具体的な数字についてはいえなくて申し訳ないのですが、実績ができて認知度が上がって、大手のお客様とのビッグディールが成立しやすくなっているのはポジティブな要素です。われわれのソリューションはSaaSで、お客様には毎年利用契約を更新していただいているわけですが、最初のお客様がビジネスに不可欠なツールとして使い続けてくれているのは大きいです。さらに、当社は単一製品ではなくトータルソリューションを提供していますから、最初は単一製品のみを導入されたお客様が使う製品の幅を広げてくれたり、社内の別の部署でも広げてくれたりという事例も出てきています。
──アップセルもうまくいっていると。
それだけ複数年事業を重ねてきただけのビジネスの深みのようなものは出てきていると思いますね。
──企業がソーシャルメディア対応を含むCX戦略にしっかり投資するという考え方は、日本企業にも十分に浸透していると感じますか。
Sprinklr Japanを立ち上げた当初は、ソーシャルメディア上の声をビジネスにどう取り入れていくのかというところの啓発活動ばかりやっていた記憶があります。いまでもそれがないとはいいませんが、そこに割かなければならない時間はだいぶ減りました。ソーシャルメディアをビジネスに活用する意義について疑問を呈されるお客様はほぼいらっしゃいませんね。
──ただ、その先にもいくつかハードルはありそうです。ソーシャルメディアの重要性は理解したとして、どんな施策を誰がどのようにやっていくのか、具体的な方法をイメージできる人は多くない気がします。

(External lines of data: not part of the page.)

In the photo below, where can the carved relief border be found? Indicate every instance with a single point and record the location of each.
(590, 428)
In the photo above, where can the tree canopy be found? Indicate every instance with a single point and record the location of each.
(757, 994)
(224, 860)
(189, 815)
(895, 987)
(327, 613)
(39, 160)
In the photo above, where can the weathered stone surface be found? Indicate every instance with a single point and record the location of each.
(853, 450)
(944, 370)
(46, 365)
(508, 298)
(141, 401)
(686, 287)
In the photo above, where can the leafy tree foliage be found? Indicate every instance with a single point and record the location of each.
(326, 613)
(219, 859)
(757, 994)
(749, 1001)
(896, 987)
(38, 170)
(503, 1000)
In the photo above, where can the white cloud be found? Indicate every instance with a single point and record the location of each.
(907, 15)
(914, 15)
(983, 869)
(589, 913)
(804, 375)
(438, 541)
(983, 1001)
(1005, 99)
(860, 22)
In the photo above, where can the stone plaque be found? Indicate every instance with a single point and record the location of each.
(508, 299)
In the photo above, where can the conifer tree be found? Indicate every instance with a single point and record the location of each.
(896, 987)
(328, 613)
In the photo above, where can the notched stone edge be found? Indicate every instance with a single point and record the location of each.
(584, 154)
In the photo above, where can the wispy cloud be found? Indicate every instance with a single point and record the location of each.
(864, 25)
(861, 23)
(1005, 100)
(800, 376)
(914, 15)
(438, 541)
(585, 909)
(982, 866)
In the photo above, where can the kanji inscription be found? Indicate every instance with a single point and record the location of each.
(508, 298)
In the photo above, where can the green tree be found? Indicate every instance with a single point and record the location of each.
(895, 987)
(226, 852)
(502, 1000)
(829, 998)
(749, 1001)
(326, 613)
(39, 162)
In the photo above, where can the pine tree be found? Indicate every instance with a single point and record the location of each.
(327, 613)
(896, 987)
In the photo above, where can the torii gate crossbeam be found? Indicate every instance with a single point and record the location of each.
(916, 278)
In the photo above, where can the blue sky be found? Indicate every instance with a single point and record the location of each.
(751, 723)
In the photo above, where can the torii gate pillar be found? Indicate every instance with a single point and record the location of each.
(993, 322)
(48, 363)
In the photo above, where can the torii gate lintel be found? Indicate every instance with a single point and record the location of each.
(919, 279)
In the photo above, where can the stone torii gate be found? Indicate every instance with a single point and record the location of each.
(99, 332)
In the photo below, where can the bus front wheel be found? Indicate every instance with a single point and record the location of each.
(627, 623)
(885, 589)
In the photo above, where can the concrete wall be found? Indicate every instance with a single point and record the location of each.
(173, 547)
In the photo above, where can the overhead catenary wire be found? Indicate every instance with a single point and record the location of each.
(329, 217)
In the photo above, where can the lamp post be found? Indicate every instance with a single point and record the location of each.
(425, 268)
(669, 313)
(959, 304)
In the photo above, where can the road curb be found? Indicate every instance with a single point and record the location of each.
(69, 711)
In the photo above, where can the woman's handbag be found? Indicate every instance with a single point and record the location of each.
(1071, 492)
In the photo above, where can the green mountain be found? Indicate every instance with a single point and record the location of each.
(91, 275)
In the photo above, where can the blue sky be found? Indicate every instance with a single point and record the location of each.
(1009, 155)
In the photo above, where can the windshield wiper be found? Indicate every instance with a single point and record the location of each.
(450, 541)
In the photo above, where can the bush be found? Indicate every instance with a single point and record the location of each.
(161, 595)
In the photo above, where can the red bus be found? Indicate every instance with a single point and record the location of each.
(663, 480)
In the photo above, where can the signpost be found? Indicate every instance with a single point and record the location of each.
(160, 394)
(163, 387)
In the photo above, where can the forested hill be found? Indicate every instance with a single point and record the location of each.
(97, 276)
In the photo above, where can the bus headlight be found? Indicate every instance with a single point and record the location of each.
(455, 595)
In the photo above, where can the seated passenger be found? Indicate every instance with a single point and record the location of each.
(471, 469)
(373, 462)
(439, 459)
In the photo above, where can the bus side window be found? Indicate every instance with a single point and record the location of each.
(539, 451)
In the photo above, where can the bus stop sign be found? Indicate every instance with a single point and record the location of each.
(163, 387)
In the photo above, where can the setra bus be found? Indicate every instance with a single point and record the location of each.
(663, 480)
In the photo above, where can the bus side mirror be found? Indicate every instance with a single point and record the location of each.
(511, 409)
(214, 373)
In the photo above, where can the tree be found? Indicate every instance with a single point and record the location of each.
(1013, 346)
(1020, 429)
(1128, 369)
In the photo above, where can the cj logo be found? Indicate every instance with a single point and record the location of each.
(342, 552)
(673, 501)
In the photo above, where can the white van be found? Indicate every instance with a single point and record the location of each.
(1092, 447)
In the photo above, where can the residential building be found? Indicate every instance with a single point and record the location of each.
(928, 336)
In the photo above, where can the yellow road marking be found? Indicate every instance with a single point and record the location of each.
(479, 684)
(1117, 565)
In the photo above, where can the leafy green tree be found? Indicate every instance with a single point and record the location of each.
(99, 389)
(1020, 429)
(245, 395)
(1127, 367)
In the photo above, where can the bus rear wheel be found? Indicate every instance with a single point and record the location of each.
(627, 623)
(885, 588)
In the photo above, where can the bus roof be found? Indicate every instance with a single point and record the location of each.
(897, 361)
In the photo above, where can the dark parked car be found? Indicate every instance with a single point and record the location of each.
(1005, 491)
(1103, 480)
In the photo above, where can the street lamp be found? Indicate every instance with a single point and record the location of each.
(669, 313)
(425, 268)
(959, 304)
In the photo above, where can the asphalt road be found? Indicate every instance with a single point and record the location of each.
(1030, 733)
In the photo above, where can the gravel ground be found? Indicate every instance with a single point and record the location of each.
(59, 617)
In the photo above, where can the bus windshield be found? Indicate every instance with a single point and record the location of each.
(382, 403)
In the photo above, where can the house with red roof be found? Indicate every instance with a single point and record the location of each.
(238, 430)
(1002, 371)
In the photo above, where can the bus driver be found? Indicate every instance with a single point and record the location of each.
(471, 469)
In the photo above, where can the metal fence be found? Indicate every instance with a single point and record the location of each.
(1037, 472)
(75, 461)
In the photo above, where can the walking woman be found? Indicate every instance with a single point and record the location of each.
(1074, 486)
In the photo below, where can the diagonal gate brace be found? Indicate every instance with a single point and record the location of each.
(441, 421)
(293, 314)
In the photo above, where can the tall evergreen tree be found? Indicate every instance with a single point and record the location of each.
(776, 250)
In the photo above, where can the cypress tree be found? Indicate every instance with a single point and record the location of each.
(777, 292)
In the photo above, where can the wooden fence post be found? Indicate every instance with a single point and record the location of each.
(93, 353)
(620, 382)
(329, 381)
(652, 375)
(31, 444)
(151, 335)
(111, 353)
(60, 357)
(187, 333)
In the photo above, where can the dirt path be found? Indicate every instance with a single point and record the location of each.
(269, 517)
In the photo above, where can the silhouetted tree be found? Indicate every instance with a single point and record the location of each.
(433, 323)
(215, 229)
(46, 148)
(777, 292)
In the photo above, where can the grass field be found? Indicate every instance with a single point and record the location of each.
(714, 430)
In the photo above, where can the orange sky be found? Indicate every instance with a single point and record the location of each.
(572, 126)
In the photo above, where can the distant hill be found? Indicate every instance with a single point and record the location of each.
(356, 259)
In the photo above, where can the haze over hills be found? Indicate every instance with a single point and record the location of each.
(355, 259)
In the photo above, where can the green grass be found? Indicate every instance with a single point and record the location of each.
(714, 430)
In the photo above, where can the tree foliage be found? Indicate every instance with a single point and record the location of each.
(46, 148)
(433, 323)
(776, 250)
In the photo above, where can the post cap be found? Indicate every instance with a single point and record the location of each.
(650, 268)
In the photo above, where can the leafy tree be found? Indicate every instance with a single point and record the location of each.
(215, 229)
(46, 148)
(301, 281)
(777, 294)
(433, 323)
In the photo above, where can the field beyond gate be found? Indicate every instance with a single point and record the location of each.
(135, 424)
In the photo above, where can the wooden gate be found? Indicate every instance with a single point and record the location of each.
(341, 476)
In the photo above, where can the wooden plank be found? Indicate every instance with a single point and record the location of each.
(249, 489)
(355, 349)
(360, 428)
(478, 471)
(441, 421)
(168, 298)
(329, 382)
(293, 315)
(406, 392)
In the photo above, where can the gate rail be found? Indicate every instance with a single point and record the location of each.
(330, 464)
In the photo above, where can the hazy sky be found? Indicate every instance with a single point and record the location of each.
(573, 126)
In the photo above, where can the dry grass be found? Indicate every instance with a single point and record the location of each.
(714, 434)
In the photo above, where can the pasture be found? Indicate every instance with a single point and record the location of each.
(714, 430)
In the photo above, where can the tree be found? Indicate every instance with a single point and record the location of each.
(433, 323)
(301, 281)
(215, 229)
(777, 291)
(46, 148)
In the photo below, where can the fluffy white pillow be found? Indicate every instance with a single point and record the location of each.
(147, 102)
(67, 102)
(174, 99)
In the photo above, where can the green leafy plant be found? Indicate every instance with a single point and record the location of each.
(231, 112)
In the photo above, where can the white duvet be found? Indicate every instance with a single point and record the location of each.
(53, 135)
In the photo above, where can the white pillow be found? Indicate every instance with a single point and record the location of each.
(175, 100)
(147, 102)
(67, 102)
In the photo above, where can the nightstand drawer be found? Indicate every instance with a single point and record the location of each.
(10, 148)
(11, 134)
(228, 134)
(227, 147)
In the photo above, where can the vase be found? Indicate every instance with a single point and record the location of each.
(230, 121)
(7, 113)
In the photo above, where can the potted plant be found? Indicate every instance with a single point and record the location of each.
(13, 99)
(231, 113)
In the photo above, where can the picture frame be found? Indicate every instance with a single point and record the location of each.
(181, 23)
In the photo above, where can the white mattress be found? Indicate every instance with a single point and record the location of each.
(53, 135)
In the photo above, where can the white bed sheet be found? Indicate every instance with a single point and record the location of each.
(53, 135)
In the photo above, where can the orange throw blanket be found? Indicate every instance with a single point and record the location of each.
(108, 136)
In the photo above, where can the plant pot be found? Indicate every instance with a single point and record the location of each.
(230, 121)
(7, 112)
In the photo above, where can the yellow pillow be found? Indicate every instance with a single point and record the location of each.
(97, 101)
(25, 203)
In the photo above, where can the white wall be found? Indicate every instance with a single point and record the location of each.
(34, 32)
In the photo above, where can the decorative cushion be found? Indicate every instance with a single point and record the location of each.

それはそのとおりで、ソーシャルメディアは、そもそも無料で使えるわけで、こうした成り立ちは功罪両方を生みましたね。企業のアカウントをつくるのにもお金はかかりませんから、稟議もないし、運用に関する担当役員もいないし、責任者すらいないこともある。多くの企業がソーシャルメディアの世界に気軽に参加できたが故に、誰も責任を取らない幽霊船のようなソーシャルメディア活用プロジェクトが乱立する状況になりました。
──そうすると、Sprinklrとしては、ソーシャルメディア施策のあり方や運用の仕方などのコンサルティングも含めて営業活動する感じですか。
それはマストで、いわゆるサクセスマネジメントに最も重きを置いています。導入してもらって終わりではなく、本来の導入目的をきちんと達成できるまでお客様と二人三脚でやっていく感じですね。実際、当社のスタッフは営業マンよりもサクセスマネージャーのほうが多いんです。
企業とソーシャルメディアの接点は“面”的に
──Sprinklrのユーザーの属性や活用の仕方にはどんなトレンドがありますか。
先ほど話が出たアップセルの文脈でいうと、当初はマーケティングにソーシャルメディアを活用するというのがまず考え方として一般的になりましたが、ここまでソーシャルメディアが普及すると、これはマーケだけのものじゃないよね、という流れが出てきています。企業アカウントの「中の人」が一時期ブームになりましたけど、そういう誰かのものとか、どこかの部門のものではなくて、ソーシャルメディアとの接点を会社全体として面で捉えていくべきというのが最近のトレンドです。
ユーザーの属性という意味では、いまのところB2C企業が圧倒的に多いですね。米国ではB2Bのお客様もかなり多いですし、日本でも増えてくるとは思いますが、少し時間がかかるかもしれません。マイクロソフトが買収したビジネスSNSの「LinkedIn」はなかなか日本で利用者数を増やせていません。こういうものがもっと浸透してくると、Sprinklrを導入するB2B企業も増えるのですが……。
──コンシューマはSNSでいろいろな感想を発信するでしょうから、それをリアルタイムに広く集めて分析し、マーケティングや広告、販売活動などに役立てていくのが有効だというのは想像できます。ただ、B2BではSprinklrがどう役立つのか、ちょっとイメージしづらいのですが。
ビジネスSNSでは仕事の話がしやすいので、ソーシャルメディア上で自社ソリューションの営業活動ができてしまうんです。日本ではまだこれからですが、米国ではSprinklrの営業マンがSprinklr製品を駆使してSprinklr製品を売る、みたいなこともやっていて、成果が出ています。
──ビジネスSNSが普及すればそういう世界も見えてくるわけですね。
これも米国では顕著なのですが、どの業界でも、オピニオンリーダーがソーシャルメディア上で積極的に情報発信します。ビジネスパーソンにとって、ソーシャルメディア上での発信回数や内容、エンゲージメント率などが影響力の指標として定着しているんです。だから、ソーシャルメディア上で何も活動していない人は、もはや米国では職にありつけません。ソーシャルメディア上に存在していない人はビジネスの世界でも存在しないことになってしまうというか。人を採用しようというときに、その人のプロフィールがLinkedInになかったら、事情があって経歴を出せない人だとみられてしまうんです。
日本はそこまでの状況ではありませんが、もっともっと自分たちの生活や仕事にソーシャルメディアが直接的なかかわりをもつようになっていくと思いますし、これはもう不可逆的な流れです。ある日突然、ソーシャルメディアを馬鹿にできないと気づいて慌ててしまう企業がたくさん出てくるのではないでしょうか。